Long Story Short: ‘Vakeel Babu’ Practices More than it Preaches

Director Sumit Purohit’s short film is streaming on Amazon Mini TV
Long Story Short: ‘Vakeel Babu’ Practices More than it Preaches

Director: Sumit Purohit

Writers: Kanishka, Suyash Barve

Cast: Abhishek Banerjee, Bhamini Oza Gandhi, Lovleen Mishra

Vakeel Babu stars Abhishek Banerjee as Shiraz Hassan, a small-time advocate armed with his own Youtube channel. He swears by the modern art of self-promotion. So the image of his channel is carefully curated. A majority of his content is designed to attract a specific social demographic: He has positioned himself as a digital guru – called Vakeel Babu – on the “trending topic” of domestic violence. Playing the gender empowerment game, according to Shiraz, is the fastest route to fame. He already has nearly 50,000 subscribers. His (male) colleagues tease him for using his online avatar as a front to meet girls. His mother (Lovleen Mishra), an old-school lawyer, doesn’t understand this aggressive new language of marketing. “In our time,” she remarks, “a good lawyer was one who got justice for their client”.

When a potential client requests Shiraz to lower his fee, he agrees to fight her case for free in exchange for a video testimonial. The film’s central conflict emerges when, prompted by his slick videos, a woman (Bhamini Oza Gandhi) from an influential family calls him for legal help. She wants out of an abusive marriage, but the presence of a child has her fretting for their future. Suddenly, everything a woke Vakeel Babu preached must now be practiced by a reluctant Shiraz. He’s worried because this is a case that could end his career. His ambition. His reputation. His everything. Naturally, the story aims to reach the stage where he recognises that some things are bigger than him.

The good thing about this 22-minute short is that, on the face of it, the philosophy of the premise can apply to a protagonist from any professional field. Shiraz could have been a filmmaker in the business of vacant patriotic dramas. He could be a politician known for his cool rallies and speeches. He could be a start-up vocal about equal pay and diversity on the outside only to sweep its own history of exploitation under the rug. He could be a journalist with a penchant for selfies with celebrities. He could be a digitally savvy activist who shies away from real-world disputes. He could even be a student who’s too busy being an Instagram influencer to get a real education. The gist is that an entire generation mistakes visibility and virtue signaling as a sign of competence.
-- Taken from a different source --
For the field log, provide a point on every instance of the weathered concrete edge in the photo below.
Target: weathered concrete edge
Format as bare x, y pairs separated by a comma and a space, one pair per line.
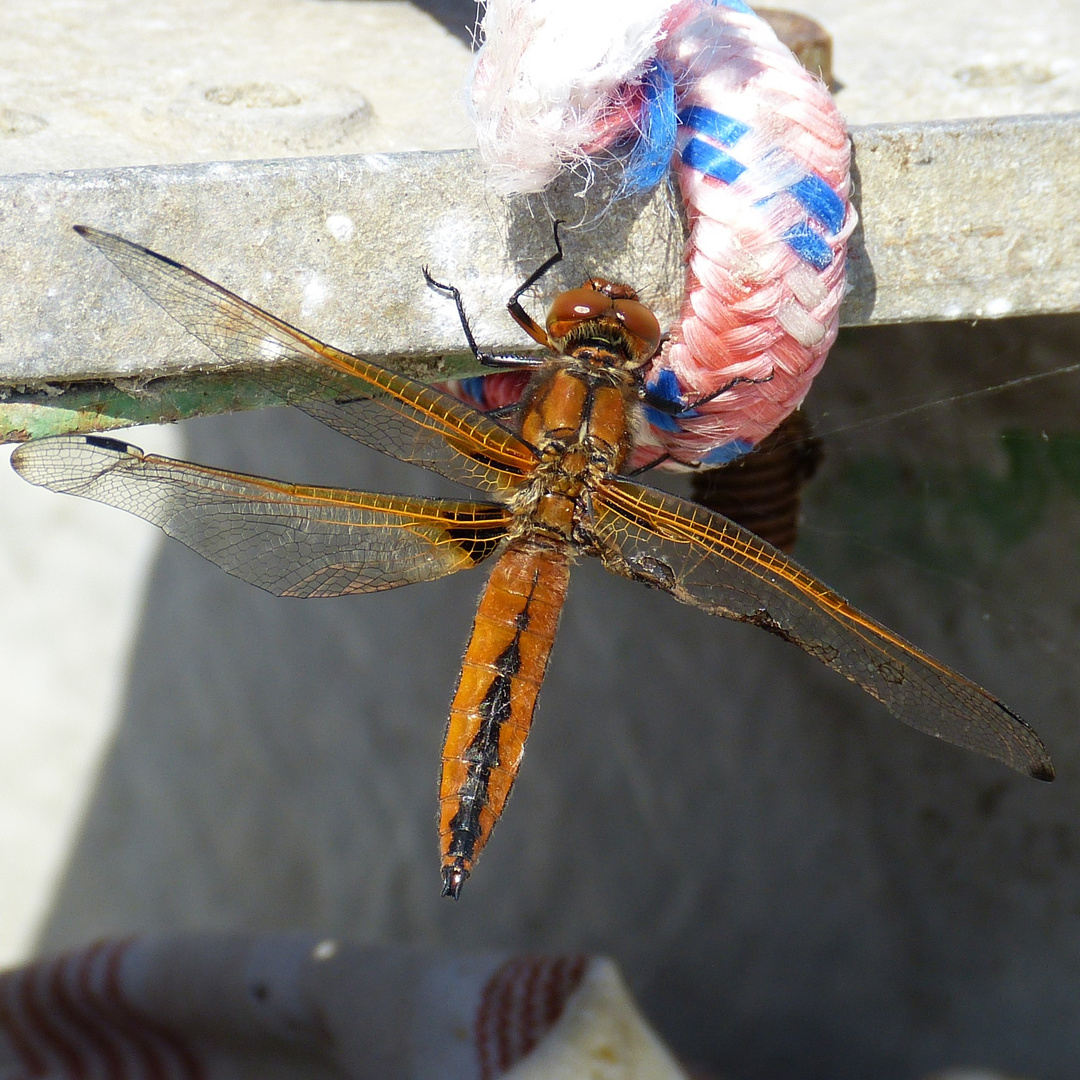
958, 220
As someone who subscribes to the Stone Age method of letting your work do the talking, I found myself looking at Shiraz disapprovingly, just like his wise mother does.
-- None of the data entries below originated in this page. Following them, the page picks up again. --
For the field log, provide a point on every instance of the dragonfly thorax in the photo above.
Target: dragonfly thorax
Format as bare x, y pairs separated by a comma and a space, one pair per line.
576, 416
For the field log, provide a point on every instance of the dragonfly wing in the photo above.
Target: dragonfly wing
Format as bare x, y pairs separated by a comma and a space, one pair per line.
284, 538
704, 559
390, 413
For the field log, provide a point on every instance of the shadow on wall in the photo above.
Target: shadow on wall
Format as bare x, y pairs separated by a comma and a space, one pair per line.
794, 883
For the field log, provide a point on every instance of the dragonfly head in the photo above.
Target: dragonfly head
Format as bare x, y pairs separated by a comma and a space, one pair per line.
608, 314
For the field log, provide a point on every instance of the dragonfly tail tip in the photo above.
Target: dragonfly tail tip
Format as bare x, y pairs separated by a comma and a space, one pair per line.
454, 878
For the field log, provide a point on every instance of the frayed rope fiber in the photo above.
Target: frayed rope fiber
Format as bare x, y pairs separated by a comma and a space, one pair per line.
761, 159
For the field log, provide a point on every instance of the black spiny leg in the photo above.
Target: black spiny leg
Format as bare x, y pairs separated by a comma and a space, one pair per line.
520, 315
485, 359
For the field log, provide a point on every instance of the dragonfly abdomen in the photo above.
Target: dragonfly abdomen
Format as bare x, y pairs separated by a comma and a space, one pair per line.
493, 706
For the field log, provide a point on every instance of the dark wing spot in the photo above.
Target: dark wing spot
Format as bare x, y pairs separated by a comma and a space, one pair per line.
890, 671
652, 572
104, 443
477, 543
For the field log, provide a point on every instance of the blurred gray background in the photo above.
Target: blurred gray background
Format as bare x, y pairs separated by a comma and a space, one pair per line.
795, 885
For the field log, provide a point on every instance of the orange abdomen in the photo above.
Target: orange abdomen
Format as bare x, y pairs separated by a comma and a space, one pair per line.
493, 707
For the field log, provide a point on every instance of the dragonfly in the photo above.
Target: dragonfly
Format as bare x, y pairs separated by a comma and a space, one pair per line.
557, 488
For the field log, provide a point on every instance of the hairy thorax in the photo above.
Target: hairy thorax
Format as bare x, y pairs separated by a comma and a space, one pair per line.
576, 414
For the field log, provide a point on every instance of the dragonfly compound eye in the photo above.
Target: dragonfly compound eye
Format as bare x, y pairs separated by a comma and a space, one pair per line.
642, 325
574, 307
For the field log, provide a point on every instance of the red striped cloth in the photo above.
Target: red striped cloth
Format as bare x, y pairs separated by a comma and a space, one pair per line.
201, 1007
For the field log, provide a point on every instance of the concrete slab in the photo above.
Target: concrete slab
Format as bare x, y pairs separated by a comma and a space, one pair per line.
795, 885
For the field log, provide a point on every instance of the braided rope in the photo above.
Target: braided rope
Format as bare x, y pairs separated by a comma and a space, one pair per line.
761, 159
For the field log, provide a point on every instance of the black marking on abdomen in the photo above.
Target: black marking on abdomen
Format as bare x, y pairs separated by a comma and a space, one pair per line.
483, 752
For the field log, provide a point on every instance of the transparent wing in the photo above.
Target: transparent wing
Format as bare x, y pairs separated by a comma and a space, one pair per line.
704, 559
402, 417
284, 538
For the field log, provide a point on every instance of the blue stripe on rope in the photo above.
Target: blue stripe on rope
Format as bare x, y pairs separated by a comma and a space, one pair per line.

But Shiraz Hassan being a lawyer is not incidental. Lawyers, more than most, are required to be dispassionate by definition: Facts over feelings, justice over truth, logic over ideology. Emotional investment is considered a sign of weakness. Therefore, Shiraz’s commodification of an issue like domestic violence is but an extension of how he’s trained to think. In his head, he isn’t being dishonest or performative so much as resourceful. There’s also the juxtaposition of themes. The idea of a video channel is at odds with the stifled anonymity of his clients’ existence. The anatomy of abuse is the opposite of what the internet – as well as the law – stands for: silent, suppressed, private. He is broadcasting technical solutions to a problem whose symptoms are often concealed. And he’s deriving social currency from an issue that erases the very concept of social identity.
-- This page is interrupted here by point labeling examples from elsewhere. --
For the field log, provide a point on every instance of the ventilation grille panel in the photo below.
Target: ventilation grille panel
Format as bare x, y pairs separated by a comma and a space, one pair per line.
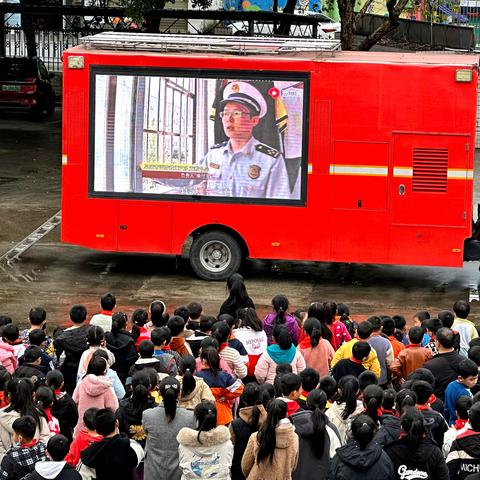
430, 170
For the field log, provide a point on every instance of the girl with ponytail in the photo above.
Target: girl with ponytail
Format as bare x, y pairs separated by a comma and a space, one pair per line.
272, 452
415, 452
373, 401
280, 316
362, 458
318, 441
250, 416
162, 425
209, 442
390, 428
121, 343
252, 336
130, 410
64, 408
282, 351
237, 296
221, 332
346, 406
20, 395
44, 399
193, 389
316, 351
337, 328
224, 387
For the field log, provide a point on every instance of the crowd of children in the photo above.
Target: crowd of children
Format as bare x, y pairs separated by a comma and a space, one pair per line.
186, 395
The film doesn’t overplay its protagonist’s arc either. His transformation isn’t triggered by something dramatic; it is barely detectable, almost inevitable, reflecting the condition of the survivors that seek him. Little touches – like a fleeting shot of his framed license intercut with the shot of his snazzy Youtube channel, or the image of his mother’s nameplate on the door – go a long way. One can argue that the dialogue is too straightforward, or that the film perhaps lacks a sense of visual sophistication. But Abhishek Banerjee, much like the makers, seems to understand that it’s not his show to steal. His is a simple and subdued turn: One that allows us to imagine the pressing narrative of the woman who actually ‘changes’ him. The film suggests, rightfully, that she never set out to do that. She isn’t there for his enlightenment. His story is what we see, but it’s hers that’s eventually told.